"I will not draw my sword upon you," I replied, "but I will try a fall with you," and I seized him by the wrist.

He was a good wrestler as he was a good swordsman, but, with bitter anger in my heart and a vision of the haunted wood before my eyes, I think I could have wrestled with Hercules and won. Presently I threw him, and, pinning him down with my knee upon his breast, cried to Sparrow to cut the bridle reins from Black Lamoral and throw them to me. Though he had the Italian upon his hands, he managed to obey. With my free hand and my teeth I drew a thong about my lord's arms and bound them to his sides; then took my knee from his chest and my hand from his throat, and rose to my feet. He rose too with one spring. He was very white, and there was foam on his lips.

"What next, captain?" he demanded thickly. "Your score is mounting up rather rapidly. What next?"

"This," I replied, and with the other thong fastened him, despite his struggles, to the young maple beneath which we had wrestled. When the task was done, I first drew his sword from its jeweled scabbard and laid it on the ground at his feet, and then cut the leather which restrained his arms, leaving him only tied to the tree. "I am not Sir Thomas Dale," I said, "and therefore I shall not gag you and leave you bound for an indefinite length of time, to contemplate a grave that you thought to dig. One haunted wood is enough for one county. Your lordship will observe that I have knotted your bonds in easy reach of your hands, the use of which I have just restored to you. The knot is a peculiar one; an Indian taught it to me. If you set to work at once, you will get it untied before nightfall. That you may not think it the Gordian knot and treat it as such, I have put your sword where you can get it only when you have worked for it. Your familiar, my lord, may prove of use to us; therefore we will take him with us to the haunted wood. I have the honor to wish your lordship a very good day."

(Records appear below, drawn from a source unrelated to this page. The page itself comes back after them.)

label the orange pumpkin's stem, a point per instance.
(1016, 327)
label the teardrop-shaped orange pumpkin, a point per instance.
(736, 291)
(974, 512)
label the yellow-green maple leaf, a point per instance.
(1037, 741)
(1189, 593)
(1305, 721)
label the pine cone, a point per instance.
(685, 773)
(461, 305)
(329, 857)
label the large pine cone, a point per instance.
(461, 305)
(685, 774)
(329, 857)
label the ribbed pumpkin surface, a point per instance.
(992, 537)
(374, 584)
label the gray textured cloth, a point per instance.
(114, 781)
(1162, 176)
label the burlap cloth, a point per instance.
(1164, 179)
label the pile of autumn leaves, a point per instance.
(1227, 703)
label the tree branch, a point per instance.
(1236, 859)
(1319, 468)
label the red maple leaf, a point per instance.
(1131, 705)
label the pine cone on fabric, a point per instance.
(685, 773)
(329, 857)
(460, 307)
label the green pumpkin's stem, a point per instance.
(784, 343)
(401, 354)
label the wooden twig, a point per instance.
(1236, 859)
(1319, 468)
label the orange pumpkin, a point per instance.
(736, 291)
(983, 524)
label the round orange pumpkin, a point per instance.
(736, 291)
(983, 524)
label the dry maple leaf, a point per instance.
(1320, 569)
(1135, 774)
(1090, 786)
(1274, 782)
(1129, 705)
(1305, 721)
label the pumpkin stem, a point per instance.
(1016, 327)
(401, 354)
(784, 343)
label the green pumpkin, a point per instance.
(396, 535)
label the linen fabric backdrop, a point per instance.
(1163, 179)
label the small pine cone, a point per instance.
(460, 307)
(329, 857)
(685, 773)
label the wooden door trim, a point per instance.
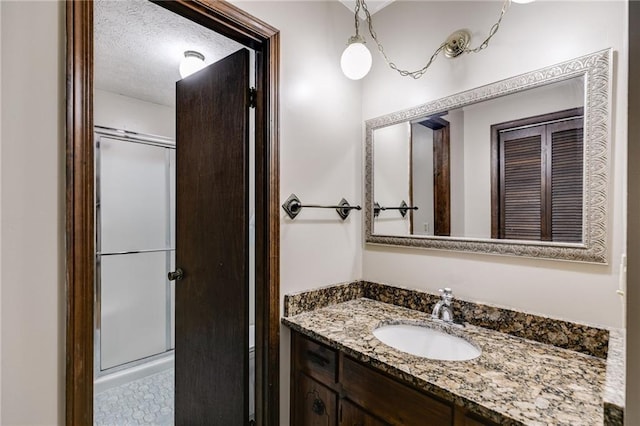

I bowed low, swung myself into my saddle, and turned my back upon his glaring eyes and bared teeth. Sparrow, his prize flung across his saddlebow, turned with me. A minute more saw us out of the hollow, and entered upon the glade up which had come the Italian. When we had gone a short distance, I turned in my saddle and looked back. The tiny hollow had vanished; all the forest looked level, dreamy and still, barren of humanity, given over to its own shy children, nothing moving save the slow-falling leaves. But from beyond a great clump of sumach, set like a torch in the vaporous blue, came a steady stream of words, happily rendered indistinguishable by distance, and I knew that the King's minion was cursing the Italian, the Governor, the Santa Teresa, the Due Return, the minister, the forest, the haunted wood, his sword, the knot that I had tied, and myself.